Elsewhere, we've seen very mixed results in technology earnings. On the positive front, IBM did what almost no one has done so far: raise 2013 guidance, to $16.90 from $16.70. Ok, admittedly it's only a slim one percent but it's still a raise—and if they hit $16.70 they will still pull off a 10 percent earnings increase from 2012. That's impressive!
Yet if you want any proof that the cloud is eating into hardware sales for big companies, look no farther than the same IBM bottom line: hardware sales are down 12 percent (yikes!). Software was up 4 percent, and services (the old growth engine) has down 4 percent...looks like software is the new services, no?
Still, chip maker Xilinx and memory storage maker Sandisk also did well: both beat and raised estimates.
Elsewhere in tech land, Intel's warning on sales (they cut their 2013 sales outlook to flat) is perhaps not surprising, given that two-thirds of its business is in the PC space. SAP, IBM's software rival, was also light, based on weakness in Asia.
Financials and techs predominate, but we are also starting to get in industrials — with mixed results.
Dover is one of the first multi-industry industry companies to report; they are a good gauge of the sector given the many products they sell to many industries all over the world. Think energy, refrigeration, fluids. Anyway, they beat and raised guidance for the year, to $5.56 - $5.71 against prior guidance of $5.05 - $5.35: impressive indeed.

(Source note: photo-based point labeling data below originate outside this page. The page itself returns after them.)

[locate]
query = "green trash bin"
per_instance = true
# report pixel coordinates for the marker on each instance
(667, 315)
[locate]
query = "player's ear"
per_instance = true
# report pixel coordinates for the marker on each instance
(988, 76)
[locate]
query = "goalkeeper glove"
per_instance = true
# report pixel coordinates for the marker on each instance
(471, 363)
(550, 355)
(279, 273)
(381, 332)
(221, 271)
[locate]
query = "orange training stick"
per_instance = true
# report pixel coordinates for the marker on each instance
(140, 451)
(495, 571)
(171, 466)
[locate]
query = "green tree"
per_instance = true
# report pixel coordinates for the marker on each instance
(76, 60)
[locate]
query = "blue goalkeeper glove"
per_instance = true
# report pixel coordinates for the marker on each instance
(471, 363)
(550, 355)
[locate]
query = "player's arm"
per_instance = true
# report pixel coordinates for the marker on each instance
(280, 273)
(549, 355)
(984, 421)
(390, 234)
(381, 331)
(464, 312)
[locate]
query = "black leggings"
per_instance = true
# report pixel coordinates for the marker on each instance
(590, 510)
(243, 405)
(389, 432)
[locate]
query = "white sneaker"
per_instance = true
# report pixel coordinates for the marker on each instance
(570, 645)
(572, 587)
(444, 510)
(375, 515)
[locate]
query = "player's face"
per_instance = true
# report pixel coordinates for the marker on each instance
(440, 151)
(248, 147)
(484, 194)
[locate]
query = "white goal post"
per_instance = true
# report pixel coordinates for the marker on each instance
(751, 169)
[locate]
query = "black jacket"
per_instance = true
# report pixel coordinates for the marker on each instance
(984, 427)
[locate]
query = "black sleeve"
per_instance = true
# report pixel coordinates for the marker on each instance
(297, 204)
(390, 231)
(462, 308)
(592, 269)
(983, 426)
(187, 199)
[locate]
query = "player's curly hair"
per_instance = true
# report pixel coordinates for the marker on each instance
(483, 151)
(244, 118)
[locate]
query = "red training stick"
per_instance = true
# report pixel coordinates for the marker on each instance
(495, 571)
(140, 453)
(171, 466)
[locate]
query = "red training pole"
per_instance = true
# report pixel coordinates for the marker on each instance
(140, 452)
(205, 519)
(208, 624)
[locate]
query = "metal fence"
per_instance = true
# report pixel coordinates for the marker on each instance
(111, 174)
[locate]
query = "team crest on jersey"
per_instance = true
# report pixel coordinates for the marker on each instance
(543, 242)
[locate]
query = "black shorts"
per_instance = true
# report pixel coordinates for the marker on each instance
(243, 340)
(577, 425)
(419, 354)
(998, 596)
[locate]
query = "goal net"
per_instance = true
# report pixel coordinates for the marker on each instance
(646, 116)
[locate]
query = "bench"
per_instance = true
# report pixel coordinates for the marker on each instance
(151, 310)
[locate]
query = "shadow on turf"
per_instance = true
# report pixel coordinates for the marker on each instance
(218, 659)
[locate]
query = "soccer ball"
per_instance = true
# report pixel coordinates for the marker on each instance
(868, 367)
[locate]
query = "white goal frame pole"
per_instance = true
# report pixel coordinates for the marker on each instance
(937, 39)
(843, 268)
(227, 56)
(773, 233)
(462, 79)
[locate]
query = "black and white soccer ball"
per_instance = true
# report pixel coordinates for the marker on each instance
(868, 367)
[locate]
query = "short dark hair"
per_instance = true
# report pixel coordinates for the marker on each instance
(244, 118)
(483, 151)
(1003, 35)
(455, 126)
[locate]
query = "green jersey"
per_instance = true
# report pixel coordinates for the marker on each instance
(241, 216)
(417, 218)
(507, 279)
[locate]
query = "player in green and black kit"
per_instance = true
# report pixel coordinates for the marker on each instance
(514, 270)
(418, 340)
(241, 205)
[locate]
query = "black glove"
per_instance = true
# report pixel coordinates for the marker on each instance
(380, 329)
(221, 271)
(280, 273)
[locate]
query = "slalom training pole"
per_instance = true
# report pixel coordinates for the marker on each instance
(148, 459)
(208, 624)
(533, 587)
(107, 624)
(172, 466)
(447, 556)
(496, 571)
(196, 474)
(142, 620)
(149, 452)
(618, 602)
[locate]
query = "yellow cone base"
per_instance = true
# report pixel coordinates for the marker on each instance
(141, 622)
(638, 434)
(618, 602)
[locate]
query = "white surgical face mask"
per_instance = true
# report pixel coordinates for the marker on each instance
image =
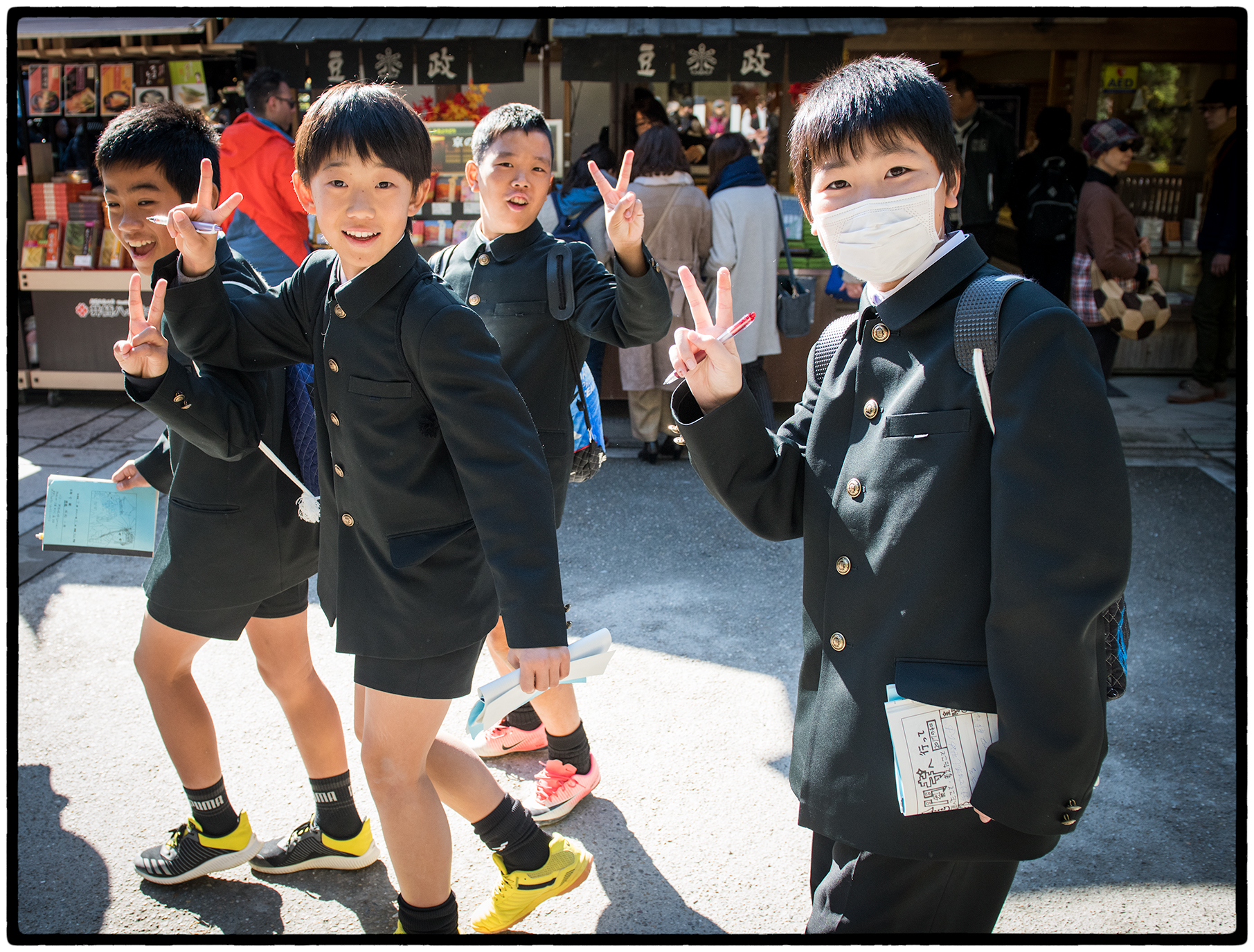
(881, 240)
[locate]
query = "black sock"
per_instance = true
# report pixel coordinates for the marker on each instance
(429, 919)
(337, 812)
(212, 811)
(523, 718)
(572, 749)
(510, 832)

Johnson Controls, which offers car batteries and seats, also beat, but they narrowed their full year guidance, to $2.64 - $2.66, from $2.60-$2.70. Also, they are selling HomeLink, a vehicle-based control system.
In home products, Sherwin Williams was short on both top and bottom line, with guidance for the current quarter falling below expectations. That is a disappointment, as the stock has been strong on expectations the home improvement market would continue to be strong.
So let's call it a mixed bag so far. One other positive point: fewer companies are missing on the topline. Of the 15 major companies that reported this morning, only 5 missed on the topline, much better than at the start of the first quarter, when more than half routinely missed.
1) Another home builder IPO. Northern California builder UCP (UCP) priced 7.75 million shares at $15, the low end of the range. This is the third home builder to go public this year, with mixed results. In April, Taylor Morrison Homes priced at $22 and is now trading at $25 and change; in January William Lyon Homes (WLH) priced at $25 and is currently trading at $24.